Understanding the Dynamics of $2-a-Day Poverty in the United States

Schedule:
Sunday, January 17, 2016: 9:00 AM
Meeting Room Level-Mount Vernon Square B (Renaissance Washington, DC Downtown Hotel)
* noted as presenting author
H. Luke Shaefer, PhD, Assistant Professor, University of Michigan-Ann Arbor, Ann Arbor, MI
Kathryn Edin, PhD, Bloomberg Distinguished Professor, Johns Hopkins University, Baltimore, MD
Elizabeth Talbert, MPP, MS, Graduate Student, Johns Hopkins University, Baltimore, MD
Background and Purpose: Shaefer and Edin (2013) find a large rise in “extreme poverty” (defined as household cash incomes of no more than $2 per person, per day as measured in a given month or calendar quarter) among U.S. households with children between 1996 and 2011. In this paper we explore some of the underlying dynamics of this phenomenon, which we refer to a “$2-a-day poverty.”

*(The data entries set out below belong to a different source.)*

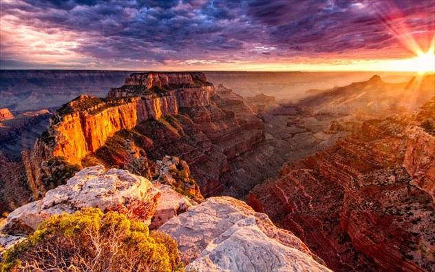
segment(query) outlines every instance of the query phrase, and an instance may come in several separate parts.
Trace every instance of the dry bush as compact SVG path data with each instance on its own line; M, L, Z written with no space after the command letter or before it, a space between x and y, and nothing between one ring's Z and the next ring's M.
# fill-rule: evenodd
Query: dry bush
M2 271L183 271L170 236L98 209L51 217L3 257Z

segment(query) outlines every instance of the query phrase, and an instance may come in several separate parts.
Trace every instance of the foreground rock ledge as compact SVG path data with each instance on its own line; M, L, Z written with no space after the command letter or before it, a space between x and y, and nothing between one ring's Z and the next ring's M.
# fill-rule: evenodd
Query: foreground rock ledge
M291 232L232 198L208 198L159 230L178 243L187 271L330 271Z
M116 211L149 225L160 192L151 182L128 171L101 165L85 168L67 184L50 190L44 198L21 206L9 214L1 230L9 234L28 234L55 214L72 213L81 208Z

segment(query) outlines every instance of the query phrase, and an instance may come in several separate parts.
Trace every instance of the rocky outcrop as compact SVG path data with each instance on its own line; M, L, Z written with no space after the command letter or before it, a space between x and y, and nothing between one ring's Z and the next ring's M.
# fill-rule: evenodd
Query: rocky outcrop
M124 169L135 175L142 176L149 180L152 179L148 158L145 151L140 150L134 142L129 139L125 140L125 148Z
M25 240L25 237L14 236L0 233L0 260L2 258L3 253L12 247L16 244Z
M189 165L184 160L165 156L162 160L157 161L156 168L159 174L157 181L160 183L169 185L176 191L189 196L194 200L204 200L200 187L191 175Z
M293 233L231 198L208 198L159 230L176 240L187 271L330 271Z
M188 196L176 192L169 185L165 185L156 181L153 181L153 185L159 190L161 196L157 202L156 212L149 225L151 229L158 229L169 219L178 216L190 207L198 204Z
M149 225L160 193L151 182L125 170L104 171L102 166L84 169L67 184L48 191L41 200L20 207L9 214L2 231L28 233L54 214L72 213L81 208L116 211Z
M334 271L432 271L434 143L419 125L429 112L366 121L331 148L283 166L248 203Z
M412 184L429 193L435 202L435 98L414 118L416 125L405 132L403 166L412 177Z
M28 112L0 123L0 150L9 156L19 157L31 149L36 138L47 129L52 114L47 110Z
M7 107L0 109L0 122L13 118L14 116Z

Methods: This study uses an “iterative” mixed methods approach, in which both qualitative and quantitative research has been conducted simultaneously, with each line of inquiry informing the other. Our ongoing ethnographic research occurred in four field sites with 18 families whom had recently lived under the $2-a-day threshold for a calendar quarter. We met with all of sample members multiple times, identifying common themes across cases.

For quantitative analyses, data are drawn from the Survey of Income and Program Participation (SIPP, a nationally representative, longitudinal, sample of the U.S. non-institutionalized population, collected in panels lasting <= five years. Estimates are presented for calendar years: 1996; 2005; and 2012.

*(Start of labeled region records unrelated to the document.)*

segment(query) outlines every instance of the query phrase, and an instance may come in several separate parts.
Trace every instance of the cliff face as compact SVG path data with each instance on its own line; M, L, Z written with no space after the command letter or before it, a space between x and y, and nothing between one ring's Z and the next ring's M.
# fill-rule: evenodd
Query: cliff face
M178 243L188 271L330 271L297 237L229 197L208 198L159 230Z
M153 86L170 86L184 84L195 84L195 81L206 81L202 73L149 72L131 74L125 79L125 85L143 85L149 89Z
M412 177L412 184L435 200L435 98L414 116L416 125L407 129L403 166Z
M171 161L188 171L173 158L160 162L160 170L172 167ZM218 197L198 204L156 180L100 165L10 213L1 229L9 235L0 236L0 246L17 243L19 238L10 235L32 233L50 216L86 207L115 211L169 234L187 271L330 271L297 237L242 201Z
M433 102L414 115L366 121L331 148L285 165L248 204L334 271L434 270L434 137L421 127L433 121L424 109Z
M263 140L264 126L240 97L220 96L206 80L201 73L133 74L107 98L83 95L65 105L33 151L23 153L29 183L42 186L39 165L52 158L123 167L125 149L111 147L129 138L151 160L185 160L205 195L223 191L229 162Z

SIPP calendar year weights allow us to follow a nationally representative sample of children, <=18 years old, who remain in the SIPP sample for a full calendar year. We restrict to children in households with low assets and annual incomes below 150% of poverty. Standard errors are adjusted using Stata’s svy routine.

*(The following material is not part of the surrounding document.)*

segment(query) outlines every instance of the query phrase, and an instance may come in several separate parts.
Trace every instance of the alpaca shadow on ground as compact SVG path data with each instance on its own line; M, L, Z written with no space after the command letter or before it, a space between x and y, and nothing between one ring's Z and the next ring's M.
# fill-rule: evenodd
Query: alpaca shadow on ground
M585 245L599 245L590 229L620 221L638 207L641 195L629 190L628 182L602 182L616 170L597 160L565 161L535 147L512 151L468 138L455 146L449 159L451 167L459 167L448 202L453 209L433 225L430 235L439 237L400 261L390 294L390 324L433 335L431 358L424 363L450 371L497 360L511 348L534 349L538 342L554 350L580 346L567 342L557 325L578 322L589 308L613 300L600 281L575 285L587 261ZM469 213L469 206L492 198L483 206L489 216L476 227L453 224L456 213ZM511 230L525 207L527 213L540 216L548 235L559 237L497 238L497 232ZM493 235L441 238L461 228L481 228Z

Results: Examining children longitudinally, we find that the changes in the incidence of $2-a-day poverty between 1996 and 2012 are concentrated among children experiencing such a state chronically, with 7 or more months under the $2-a-day threshold during a calendar year. Growth in chronic extreme poverty is seen using both the cash only definition and after accounting for SNAP. We find that 70% of children who experienced $2-a-day poverty in 2012 lived in a household where an adult worked for at least one full month during the year, while only 10.8 percent lived in households that reported TANF during the year. We find that change in the employment of household adults is a key predictor of change in extreme poverty status. Finally, we find evidence suggesting that households experiencing $2-a-day poverty are more likely to face certain material hardships than other low-income households.

Conclusions and Implications: The descriptive analyses presented here do not fully clarify the causal mechanisms driving the rise in $2-a-day poverty. We hypothesize that the virtual disappearance of a cash safety net for non-workers has played an important role, as has the extended period of high unemployment that has accompanied the Great Recession. Whatever the exact causal relationship, the results presented here offer more evidence that there has been a fundamental shift in the circumstances of households with children at the very bottom in the U.S. What’s more, rising rates of spells of very low income are concentrated among children experiencing such spells chronically, rather that episodically. Such findings raise important questions about the adequacy of the U.S. means-tested income safety net.